Quoting "federal law-enforcement officials," UPI's intelligence correspondent
Richard Sale reported on Thursday that the two main suspects were none other
than Libby and Hannah. One official reportedly told Sale that Hannah was being
advised "that he faces a real possibility of doing jail time" in order to
pressure him to implicate higher-ups - presumably Libby, if not, perhaps,
Cheney himself.
A 1982 law makes deliberately revealing the identity of covert intelligence
officers a felony punishable by as many as 10 years in prison. If either Hannah
or Libby were officially named as suspects or actually indicted, the impact on
Cheney's credibility and electability would be devastating.
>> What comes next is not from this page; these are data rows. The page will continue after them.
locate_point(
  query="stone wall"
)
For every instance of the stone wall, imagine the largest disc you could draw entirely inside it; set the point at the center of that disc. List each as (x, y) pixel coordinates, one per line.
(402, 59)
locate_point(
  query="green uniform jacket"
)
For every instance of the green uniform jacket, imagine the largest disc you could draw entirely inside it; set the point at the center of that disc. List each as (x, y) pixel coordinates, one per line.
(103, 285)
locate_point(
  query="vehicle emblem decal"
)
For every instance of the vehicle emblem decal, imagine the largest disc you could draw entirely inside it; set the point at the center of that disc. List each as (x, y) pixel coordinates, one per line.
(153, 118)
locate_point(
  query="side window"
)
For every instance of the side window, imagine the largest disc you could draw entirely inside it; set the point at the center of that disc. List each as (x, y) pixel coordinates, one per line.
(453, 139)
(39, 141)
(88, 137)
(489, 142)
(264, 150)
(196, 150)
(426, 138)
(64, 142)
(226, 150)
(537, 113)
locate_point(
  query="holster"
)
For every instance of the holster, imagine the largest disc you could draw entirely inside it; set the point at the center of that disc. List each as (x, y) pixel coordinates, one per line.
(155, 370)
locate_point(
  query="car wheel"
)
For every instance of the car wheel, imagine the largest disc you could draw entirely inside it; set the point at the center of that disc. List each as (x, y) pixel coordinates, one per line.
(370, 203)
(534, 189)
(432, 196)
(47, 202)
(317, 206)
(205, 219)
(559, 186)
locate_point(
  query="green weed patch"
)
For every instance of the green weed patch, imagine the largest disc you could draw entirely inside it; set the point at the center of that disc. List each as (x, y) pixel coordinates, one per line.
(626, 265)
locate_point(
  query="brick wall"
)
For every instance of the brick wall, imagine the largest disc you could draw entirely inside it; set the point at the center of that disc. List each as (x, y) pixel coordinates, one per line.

According to recent polls, Cheney's approval ratings, hovering around 20
percent, are already far below Bush's, which have themselves sunk below 50
percent for the first time in his presidency. Even Halliburton, whose public
image has become so tarnished that it has launched a controversial television
ad campaign to boost its image, last week listed Cheney's association to the
company as a "risk factor" for its shareholders.
Republicans in Congress, particularly on the intelligence and foreign relations
committees, find themselves having to devote more time and political capital to
defending the vice president, and even some influential Republican donors have
privately suggested that Cheney bow out. Speculation about possible
replacements - most recently, former New York mayor Rudy Giuliani (the
Republican convention is in New York City, August 30 to September 2.) - is
growing steadily.
Of course, there's always another day.